Run pulseaudio.exe and once again go to edit the permissions in the Windows Firewall. In the Debian console, install the necessary utilities and libraries.

 apt-get install libpulse0 libasound2-plugins alsa-utils

In the file /etc/pulse/client.conf, add the IP address of the host machine with the Pulseaudio server running – default-server = 192.168.100.1, and in /etc/asound.conf the following parameters:

 pcm.! Default {type pulse}
Ctl.! Default {type pulse}
Pcm.pulse {type pulse}
Ctl.pulse {type pulse}

You can try to play one of the test files to test the performance.

 aplay /usr/share/sounds/alsa/Front_Center.wav

Pulseaudio starts automatically when Debian starts, adding this command to the end of the configuration file squeeze.conf.

 exec0 = "X:  path  to  folder  pulseaudio  pulseaudio.exe"

This trick does not work for X-server. In principle, what has already been done is sufficient for work. However, it would be nice to add a new non-root user to Linux, set up an autogin with mingetty for it, install coLinux as a Windows service and assign Xming to autorun. For convenience, you can put the utility Desktops, which creates several virtual desktops in Windows, and run the X-server in full-screen mode on the second desktop.

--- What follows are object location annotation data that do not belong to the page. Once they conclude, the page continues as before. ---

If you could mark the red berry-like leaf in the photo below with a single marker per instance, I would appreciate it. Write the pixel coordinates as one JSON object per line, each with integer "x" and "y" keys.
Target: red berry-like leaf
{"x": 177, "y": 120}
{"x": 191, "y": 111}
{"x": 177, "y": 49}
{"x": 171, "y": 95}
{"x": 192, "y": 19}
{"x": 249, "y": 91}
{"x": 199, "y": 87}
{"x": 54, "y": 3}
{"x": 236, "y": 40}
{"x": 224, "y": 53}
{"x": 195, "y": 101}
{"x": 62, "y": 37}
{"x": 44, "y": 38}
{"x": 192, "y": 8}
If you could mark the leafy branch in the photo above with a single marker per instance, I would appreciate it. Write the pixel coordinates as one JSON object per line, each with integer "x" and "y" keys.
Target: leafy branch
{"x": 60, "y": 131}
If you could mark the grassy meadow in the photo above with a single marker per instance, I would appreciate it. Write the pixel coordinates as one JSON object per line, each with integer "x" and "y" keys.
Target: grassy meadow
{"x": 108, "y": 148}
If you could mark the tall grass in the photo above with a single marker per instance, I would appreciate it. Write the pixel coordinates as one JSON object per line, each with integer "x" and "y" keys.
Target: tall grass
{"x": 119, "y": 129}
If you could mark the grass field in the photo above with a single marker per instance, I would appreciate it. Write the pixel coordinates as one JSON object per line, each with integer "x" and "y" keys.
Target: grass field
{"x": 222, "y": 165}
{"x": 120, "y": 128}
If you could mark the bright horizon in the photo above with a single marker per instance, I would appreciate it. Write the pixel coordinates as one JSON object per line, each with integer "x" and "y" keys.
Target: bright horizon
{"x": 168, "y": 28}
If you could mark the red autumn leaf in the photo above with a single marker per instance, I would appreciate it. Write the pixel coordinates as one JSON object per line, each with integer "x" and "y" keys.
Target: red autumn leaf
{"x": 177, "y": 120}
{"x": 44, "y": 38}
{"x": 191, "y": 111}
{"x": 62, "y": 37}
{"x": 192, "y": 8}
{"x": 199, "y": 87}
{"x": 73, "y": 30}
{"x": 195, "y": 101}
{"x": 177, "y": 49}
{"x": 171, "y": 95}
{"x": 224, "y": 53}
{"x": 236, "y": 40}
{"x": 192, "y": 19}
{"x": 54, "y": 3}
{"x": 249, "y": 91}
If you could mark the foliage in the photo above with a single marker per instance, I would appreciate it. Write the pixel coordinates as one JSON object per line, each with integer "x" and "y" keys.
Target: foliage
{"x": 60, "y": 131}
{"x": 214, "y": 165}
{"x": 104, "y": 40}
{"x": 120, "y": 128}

In the end, we got a fast environment for almost natively running Linux applications in Windows. It can be used for writing and debugging web applications, cross-copying drivers and other tasks. That's only sane graphics acceleration for the work of heavy applications is not yet, yes, the 64-bit version was developed just a few months ago. Nevertheless, coLinux is perfectly suitable for everyday use. To further explore the features and settings of this system, refer to the project wiki. Well, we'll close this topic of the symbiotic relationship between Windows and Linux through different places. Have fun!

If you notice an error – select it with the mouse and press CTRL + ENTER.